Vlaming gebuisd op kennis over voeding

Twee derde denkt dat de aanbevolen dagelijkse hoeveelheid groente en fruit 200 gram of minder is – in plaats van minimum 500 gram, slechts 36% van de Vlamingen herkent het Europees bio-label en jongeren tussen 18-29 jaar weten het minst over voeding.

Dat zijn enkele bevindingen uit de enquête naar kennis over voeding die Eos Wetenschap, Rikolto (Vredeseilanden), Vlaams Instituut Gezond Leven en Velt hielden onder 542 Vlamingen tussen 18 en 64 jaar. De respondenten kregen 34 kennisvragen, telkens met vier antwoordopties (+ Geen idee) en verdeeld over vier categorieën: gezondheid, sociaaleconomisch, dierenwelzijn en milieu. De gemiddelde score is een povere 39 op 100.

Een van de belangrijkste bevindingen is dat jongeren tussen 18-29 jaar het slechtst scoren op de kennisvragen met 34 op 100. De groep 50- 64-jarigen doet het iets beter met 44 op 100. Dat komt onder meer door een vraag als: Wanneer valt bij ons het tomatenseizoen? Een derde van de jongeren geeft correct aan dat het van juni tot oktober is. Van de 50-plussers geeft 80% het goede antwoord.

Nog een kenniskloof is te zien in opleidingsniveau. 80% van de hoogopgeleiden weet dat de Vlaming vandaag te veel bewerkte vleeswaren eet voor de gezondheid, tegenover slechts 55% van de respondenten met een diploma lager secundair onderwijs.

Bij onze aankoop houden we het meest rekening met hoe gezond het product is. Dat vinden we belangrijker dan of het milieubewust, fair of diervriendelijk is. Toch gaan we bij een aantal gezondheidsvragen flink de mist in. De Hoge Gezondheidsraad geeft aan dat we elke dag minstens 500 gram groente en fruit moeten eten voor onze gezondheid. 23% vinkt het juist antwoord aan. Ook bij de vraag welke drank het meest suiker per 100 ml bevat, slaat 88% de plank mis door cola te kiezen. De meeste suiker blijkt in halfvolle chocolademelk te zitten (al komt die deels ook van de melk zelf).

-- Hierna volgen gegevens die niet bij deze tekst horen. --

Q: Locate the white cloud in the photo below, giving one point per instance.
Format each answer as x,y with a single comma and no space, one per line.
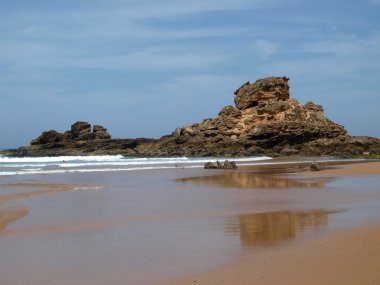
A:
348,46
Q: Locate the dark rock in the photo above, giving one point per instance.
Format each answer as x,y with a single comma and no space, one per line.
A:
218,165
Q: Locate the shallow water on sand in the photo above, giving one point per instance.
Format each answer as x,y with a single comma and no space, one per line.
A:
150,227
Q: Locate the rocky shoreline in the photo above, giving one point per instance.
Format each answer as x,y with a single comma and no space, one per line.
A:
264,121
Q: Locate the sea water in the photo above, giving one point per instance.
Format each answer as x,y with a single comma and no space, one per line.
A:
68,164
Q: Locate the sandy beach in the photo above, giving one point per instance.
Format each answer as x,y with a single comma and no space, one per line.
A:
345,257
264,224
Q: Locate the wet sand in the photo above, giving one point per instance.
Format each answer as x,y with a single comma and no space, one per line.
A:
256,225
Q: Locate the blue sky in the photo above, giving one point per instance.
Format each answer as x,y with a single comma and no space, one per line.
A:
142,67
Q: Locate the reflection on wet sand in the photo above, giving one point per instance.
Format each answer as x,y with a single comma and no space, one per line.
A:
253,180
9,215
272,228
25,190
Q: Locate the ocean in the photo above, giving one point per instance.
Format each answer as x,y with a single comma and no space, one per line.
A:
11,166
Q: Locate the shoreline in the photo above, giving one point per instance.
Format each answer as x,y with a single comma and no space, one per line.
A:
349,256
258,224
342,256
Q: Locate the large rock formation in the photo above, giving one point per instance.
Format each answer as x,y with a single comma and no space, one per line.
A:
264,121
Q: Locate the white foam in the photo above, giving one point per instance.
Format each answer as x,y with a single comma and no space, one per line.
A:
58,159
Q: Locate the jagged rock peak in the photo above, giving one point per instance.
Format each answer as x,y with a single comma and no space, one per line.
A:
272,88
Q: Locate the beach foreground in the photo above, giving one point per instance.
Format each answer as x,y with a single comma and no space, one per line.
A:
263,224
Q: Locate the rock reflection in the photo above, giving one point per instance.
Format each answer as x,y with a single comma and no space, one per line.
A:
9,215
254,180
264,229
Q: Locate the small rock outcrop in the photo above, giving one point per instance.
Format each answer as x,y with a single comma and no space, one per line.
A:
80,131
218,165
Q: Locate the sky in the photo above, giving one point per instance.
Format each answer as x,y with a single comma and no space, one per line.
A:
142,68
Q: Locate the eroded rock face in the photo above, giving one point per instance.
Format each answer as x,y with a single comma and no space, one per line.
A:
79,131
264,121
264,118
48,137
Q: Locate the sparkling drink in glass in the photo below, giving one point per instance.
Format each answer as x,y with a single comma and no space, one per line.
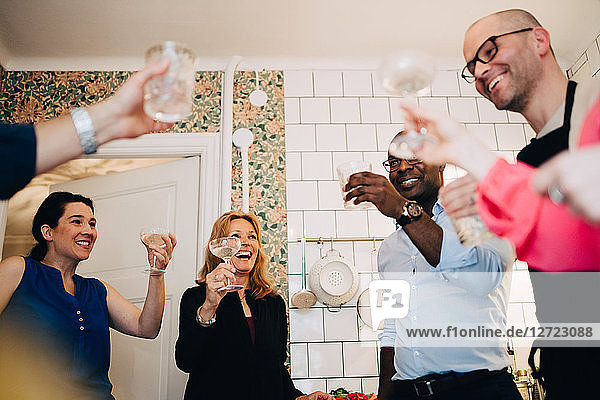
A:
404,73
225,248
152,236
344,171
168,97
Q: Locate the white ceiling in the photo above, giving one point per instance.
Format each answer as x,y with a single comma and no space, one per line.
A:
113,34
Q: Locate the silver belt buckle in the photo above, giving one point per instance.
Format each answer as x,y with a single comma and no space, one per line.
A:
426,391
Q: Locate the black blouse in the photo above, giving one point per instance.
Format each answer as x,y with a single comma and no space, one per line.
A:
221,359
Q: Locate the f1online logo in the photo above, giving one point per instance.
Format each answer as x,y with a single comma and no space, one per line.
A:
389,299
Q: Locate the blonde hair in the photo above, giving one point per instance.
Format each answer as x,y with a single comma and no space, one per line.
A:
260,282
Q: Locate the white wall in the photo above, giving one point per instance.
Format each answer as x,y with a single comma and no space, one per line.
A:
588,64
333,116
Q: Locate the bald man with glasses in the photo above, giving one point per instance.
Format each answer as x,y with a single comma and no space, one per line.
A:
451,285
512,64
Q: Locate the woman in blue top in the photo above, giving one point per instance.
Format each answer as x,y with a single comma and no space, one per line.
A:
63,318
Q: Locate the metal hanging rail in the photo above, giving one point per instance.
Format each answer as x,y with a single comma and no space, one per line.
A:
338,239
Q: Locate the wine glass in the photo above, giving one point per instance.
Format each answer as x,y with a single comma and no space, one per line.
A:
403,74
225,248
153,236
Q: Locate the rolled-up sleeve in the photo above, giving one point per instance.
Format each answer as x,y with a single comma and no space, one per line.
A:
478,269
18,154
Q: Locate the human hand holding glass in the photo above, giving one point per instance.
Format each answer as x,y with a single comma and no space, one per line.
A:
153,236
225,248
168,97
454,144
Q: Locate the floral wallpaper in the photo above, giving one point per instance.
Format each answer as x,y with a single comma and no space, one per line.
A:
30,96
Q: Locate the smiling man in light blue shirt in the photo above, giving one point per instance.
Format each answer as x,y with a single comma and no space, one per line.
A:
452,287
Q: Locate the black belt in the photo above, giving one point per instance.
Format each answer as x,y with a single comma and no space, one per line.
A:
431,384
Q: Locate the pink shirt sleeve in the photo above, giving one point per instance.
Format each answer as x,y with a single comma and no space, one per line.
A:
548,237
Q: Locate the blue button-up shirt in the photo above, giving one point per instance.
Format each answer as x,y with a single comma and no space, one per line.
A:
469,286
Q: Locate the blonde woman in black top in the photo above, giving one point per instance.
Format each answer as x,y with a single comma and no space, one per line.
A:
233,343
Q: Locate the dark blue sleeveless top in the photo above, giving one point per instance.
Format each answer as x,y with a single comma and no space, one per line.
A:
75,327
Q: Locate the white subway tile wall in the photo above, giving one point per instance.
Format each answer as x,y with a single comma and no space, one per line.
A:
338,116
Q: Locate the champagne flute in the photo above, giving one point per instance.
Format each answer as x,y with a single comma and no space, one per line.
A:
153,236
225,248
404,74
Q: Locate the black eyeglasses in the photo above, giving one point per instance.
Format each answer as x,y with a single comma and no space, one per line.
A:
485,53
393,164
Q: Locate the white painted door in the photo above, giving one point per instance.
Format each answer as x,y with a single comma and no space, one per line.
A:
164,195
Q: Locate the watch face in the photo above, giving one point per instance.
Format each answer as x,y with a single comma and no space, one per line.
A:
414,209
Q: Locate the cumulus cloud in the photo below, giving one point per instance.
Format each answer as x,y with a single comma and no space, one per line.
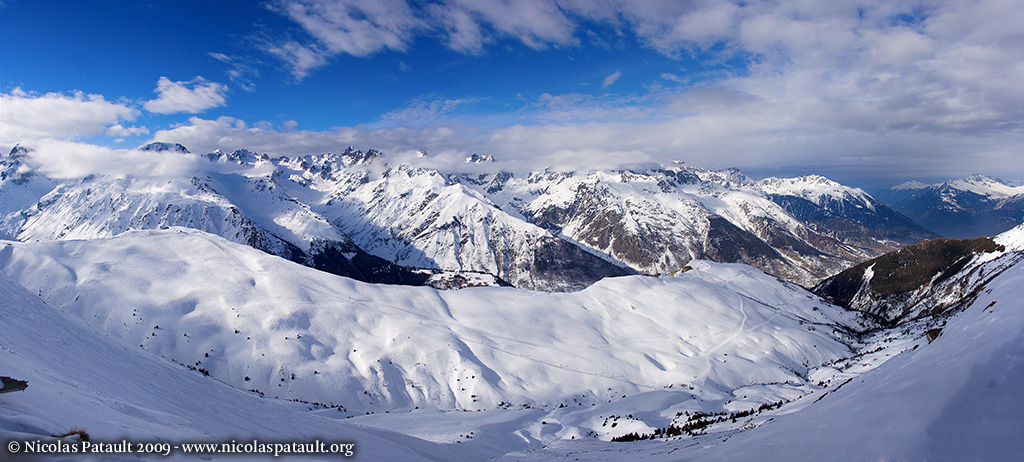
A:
121,132
193,96
27,117
426,109
610,79
241,71
64,159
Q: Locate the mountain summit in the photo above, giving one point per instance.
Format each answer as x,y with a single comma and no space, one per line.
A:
355,214
969,207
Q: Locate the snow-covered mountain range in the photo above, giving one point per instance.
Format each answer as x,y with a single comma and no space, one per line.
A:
355,214
969,207
720,360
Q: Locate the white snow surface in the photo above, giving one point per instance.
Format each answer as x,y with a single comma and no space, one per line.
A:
626,354
1013,239
816,189
80,377
956,397
299,333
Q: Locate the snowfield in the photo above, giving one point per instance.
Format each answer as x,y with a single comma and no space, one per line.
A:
258,322
115,336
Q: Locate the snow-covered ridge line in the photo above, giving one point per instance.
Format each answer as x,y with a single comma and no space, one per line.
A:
512,227
258,322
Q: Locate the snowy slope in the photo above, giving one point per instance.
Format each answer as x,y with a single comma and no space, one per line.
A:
81,377
255,321
956,397
656,220
969,207
237,198
417,217
545,231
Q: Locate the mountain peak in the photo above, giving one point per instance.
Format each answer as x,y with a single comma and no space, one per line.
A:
160,147
17,153
984,185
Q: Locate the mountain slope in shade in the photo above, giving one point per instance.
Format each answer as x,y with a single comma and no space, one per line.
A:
354,214
80,377
232,203
969,207
949,392
847,214
656,220
921,280
255,321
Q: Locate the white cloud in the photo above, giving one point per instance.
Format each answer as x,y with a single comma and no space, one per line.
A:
193,96
241,71
301,58
355,27
28,117
62,159
610,79
119,131
425,110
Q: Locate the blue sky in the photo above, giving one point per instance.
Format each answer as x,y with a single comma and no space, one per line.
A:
868,93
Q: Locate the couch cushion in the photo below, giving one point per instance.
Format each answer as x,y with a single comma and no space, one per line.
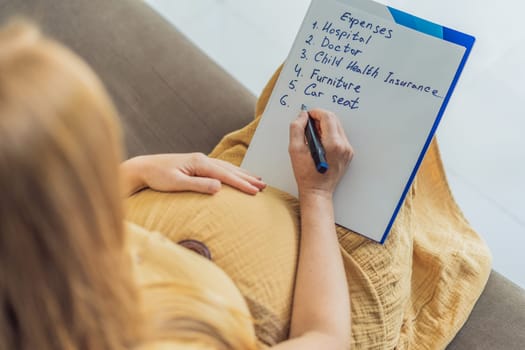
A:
497,320
171,97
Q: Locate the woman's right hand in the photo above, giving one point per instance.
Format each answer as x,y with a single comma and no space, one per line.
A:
338,150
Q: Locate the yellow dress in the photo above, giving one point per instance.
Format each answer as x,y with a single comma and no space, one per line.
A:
415,291
159,261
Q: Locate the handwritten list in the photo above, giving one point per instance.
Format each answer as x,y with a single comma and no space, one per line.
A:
387,83
341,44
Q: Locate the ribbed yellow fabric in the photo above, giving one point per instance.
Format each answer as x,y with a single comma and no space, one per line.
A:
414,292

Verder is het opvallend dat ver van ons bord ook vaak ver van ons bed betekent. Slechts een op de vier (27%) van de respondenten weet dat de soja die dieren voor onze kipfilets en gehaktballen eten voornamelijk uit Zuid-Amerika komt. Hetzelfde geldt voor palmolie: slechts 15% weet dat in meer dan de helft van de producten in de supermarkt palmolie zit verwerkt. De rest geeft aan het niet te weten, of geeft een lagere inschatting.

Onze kennis over de veestapel is niet beter. Op de vraag hoeveel dieren we jaarlijks in Belgische slachthuizen doden, geeft 10% van de respondenten het juiste antwoord: 300 miljoen. Ook de gemiddelde leeftijd van een vleeskip ontgaat ons. Een op de vijf (19%) antwoordt correct met zes weken. De meerderheid gokt echter drie maanden tot twee jaar.

39% van de Vlamingen weet waar het bekende Fairtrade-label voor staat. En 36% herkent het Europees biolabel – dat groene blaadje – dat op alle biologische verpakte producten in Europa moet staan. 

Uit enkele gedragsvragen blijkt dat 19% van de Vlamingen zegt een dieet te volgen, 12% een voedselallergie heeft, 5% vegetariër is en 3% veganist.

De resultaten worden besproken in een artikel in de voedingsspecial van Eos. Arts en journalist Marleen Finoulst, expert voeding en ondervoeding bij Vlaams Instituut Gezond Leven Loes Neven en landbouweconoom aan de KU Leuven Erik Mathijs kaderen de resultaten.